Ma perché poi te ne sei andato?
Ri.Fo.:«Per dei motivi che non racconto (ride)».
D.B.:«Li racconto io» .
Ri.Fo.:«Ti prego fratello, abbiamo cento anni: la verità vera o niente».
D.B.:«Verità vera: Riccardo, come è successo a tutti si era follemente innamorato. Di Nicoletta (Strambelli ovvero Patti Pravo, ndr).
Innamoratissimi, entrambi».
Ri.Fo.:«Che c’è di strano? Succede!».
D.B.:«Certo! Solo che tu eri sposatociccio (ridono tutti)».
Ro.Fa.: «Erano sentimenti veri ma noi eravamo troppo giovani per affrontare una cosa simile e così l’abbiamo gestita male. Diciamo che è stato così, meglio per Red (ride)».

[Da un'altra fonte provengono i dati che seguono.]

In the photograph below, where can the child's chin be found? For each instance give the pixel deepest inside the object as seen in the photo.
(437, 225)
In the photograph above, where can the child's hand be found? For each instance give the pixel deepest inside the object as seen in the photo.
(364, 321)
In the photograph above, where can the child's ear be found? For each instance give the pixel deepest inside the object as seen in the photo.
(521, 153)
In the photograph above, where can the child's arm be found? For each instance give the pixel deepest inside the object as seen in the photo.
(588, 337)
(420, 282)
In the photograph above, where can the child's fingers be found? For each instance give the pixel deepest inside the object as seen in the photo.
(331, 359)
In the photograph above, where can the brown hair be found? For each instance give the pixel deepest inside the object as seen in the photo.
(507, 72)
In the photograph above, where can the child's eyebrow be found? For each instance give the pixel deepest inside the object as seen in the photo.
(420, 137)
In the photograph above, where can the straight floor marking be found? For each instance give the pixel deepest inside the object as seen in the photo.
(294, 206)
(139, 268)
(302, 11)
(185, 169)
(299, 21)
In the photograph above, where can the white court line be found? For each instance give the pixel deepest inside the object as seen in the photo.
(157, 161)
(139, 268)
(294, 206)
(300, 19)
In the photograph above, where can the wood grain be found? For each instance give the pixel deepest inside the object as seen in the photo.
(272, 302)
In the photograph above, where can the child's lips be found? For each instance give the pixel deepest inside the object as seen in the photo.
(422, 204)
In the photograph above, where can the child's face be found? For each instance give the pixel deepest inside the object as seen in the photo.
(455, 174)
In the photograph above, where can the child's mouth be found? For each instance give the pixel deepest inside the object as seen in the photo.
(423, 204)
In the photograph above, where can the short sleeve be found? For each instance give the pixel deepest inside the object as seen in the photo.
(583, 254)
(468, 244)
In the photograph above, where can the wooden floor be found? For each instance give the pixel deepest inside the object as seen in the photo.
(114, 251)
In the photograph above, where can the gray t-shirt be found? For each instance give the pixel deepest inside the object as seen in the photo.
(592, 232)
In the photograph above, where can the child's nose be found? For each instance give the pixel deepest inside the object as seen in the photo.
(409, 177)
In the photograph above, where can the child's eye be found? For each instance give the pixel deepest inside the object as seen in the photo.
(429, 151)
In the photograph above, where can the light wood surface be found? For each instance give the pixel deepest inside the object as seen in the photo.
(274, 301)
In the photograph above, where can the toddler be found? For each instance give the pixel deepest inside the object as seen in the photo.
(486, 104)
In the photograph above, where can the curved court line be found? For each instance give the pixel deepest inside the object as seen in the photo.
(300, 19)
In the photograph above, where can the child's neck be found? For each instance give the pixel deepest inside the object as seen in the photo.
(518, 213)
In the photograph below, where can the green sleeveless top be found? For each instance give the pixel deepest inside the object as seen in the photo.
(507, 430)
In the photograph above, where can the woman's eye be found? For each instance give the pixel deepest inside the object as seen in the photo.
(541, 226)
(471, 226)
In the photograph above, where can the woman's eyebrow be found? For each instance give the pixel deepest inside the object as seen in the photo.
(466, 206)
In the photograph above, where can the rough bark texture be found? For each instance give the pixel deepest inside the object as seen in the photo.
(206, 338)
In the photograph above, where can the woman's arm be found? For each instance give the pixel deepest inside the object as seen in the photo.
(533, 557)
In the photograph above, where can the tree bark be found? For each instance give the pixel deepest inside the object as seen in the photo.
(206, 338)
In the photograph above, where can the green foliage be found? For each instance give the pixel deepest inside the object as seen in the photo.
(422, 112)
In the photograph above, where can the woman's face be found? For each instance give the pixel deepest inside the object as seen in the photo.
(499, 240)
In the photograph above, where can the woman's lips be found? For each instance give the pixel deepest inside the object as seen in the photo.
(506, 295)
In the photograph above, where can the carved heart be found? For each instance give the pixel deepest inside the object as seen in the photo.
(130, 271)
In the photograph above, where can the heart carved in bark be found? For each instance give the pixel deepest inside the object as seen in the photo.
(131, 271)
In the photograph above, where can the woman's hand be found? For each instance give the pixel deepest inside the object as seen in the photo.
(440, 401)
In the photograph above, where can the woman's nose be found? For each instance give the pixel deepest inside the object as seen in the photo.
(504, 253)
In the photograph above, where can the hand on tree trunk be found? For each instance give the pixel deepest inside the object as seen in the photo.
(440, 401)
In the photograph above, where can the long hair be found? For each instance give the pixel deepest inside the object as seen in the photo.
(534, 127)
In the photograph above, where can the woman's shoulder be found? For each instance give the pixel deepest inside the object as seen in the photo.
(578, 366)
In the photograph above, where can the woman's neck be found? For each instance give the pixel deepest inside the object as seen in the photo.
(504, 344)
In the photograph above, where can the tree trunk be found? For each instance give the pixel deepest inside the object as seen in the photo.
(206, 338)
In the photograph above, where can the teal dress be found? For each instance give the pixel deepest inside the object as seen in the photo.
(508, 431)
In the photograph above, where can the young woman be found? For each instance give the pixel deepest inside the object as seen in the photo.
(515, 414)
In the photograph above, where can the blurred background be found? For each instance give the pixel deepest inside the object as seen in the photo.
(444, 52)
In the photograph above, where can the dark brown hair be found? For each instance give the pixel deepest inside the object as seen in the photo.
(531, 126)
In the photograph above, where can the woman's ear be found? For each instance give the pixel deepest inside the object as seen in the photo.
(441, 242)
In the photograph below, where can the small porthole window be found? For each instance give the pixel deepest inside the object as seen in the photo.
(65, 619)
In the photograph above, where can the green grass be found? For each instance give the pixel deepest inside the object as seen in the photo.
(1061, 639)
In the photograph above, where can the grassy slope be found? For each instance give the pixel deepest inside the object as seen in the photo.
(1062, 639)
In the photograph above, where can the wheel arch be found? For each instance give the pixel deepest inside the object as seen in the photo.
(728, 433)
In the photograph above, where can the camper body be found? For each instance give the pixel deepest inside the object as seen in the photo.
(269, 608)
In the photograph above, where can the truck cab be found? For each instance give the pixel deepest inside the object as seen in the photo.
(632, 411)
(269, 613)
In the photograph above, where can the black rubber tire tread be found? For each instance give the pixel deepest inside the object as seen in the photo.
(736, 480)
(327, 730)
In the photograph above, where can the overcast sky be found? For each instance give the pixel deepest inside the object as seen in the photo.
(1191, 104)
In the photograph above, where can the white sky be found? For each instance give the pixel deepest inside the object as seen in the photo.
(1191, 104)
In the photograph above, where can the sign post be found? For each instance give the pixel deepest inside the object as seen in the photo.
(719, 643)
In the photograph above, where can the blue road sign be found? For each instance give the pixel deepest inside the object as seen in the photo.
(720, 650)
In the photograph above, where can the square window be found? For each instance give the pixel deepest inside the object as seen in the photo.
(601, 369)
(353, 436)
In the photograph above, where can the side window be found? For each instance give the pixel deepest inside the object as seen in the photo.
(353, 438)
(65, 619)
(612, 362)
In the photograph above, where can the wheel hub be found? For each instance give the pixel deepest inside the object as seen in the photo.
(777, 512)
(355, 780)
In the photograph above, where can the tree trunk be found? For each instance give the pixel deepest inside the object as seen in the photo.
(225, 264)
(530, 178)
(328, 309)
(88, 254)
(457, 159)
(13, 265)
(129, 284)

R.C.:«Loro sono stati veramente stronzi con lui e così lui è andato via e io sono entrato (ride)».
Ri.Fo.:«Cosa c’era da gestire a 50 anni di distanza io non l’ho ancora capito, comunque ok, è andata così».
È bellissimo tutto questo perché è un momento assoluto di realtà. Ma ritorniamo alla storia. A quel punto è arrivato “Parsifal”, uno dei dischi più importanti del rock progressivo.
R.C.:«Io arrivai proprio allora, nel ’73 quando appunto se ne andò Riccardo ed è stato un onore partecipare a quel disco: venivo dal mondo di Battiato e mi sentii subito a casa».
D.B.:«Grazie aParsifal abbiamo spiccato il volo assumendo un’identità unica nella musica» .
Ro. Fa.:«Noi non siamo mai stati di moda. Ma neanche fuori moda».
Amici per sempre?
Ro. Fa.:«Perché no? Senza il rapporto umano non avremmo fatto neanche un passo. Non è stato facile. Ci sono state grandi discussioni, anche brutte, ma alla fine l’amicizia, la voglia di continuare a sognare hanno vinto. Ed eccoci qui».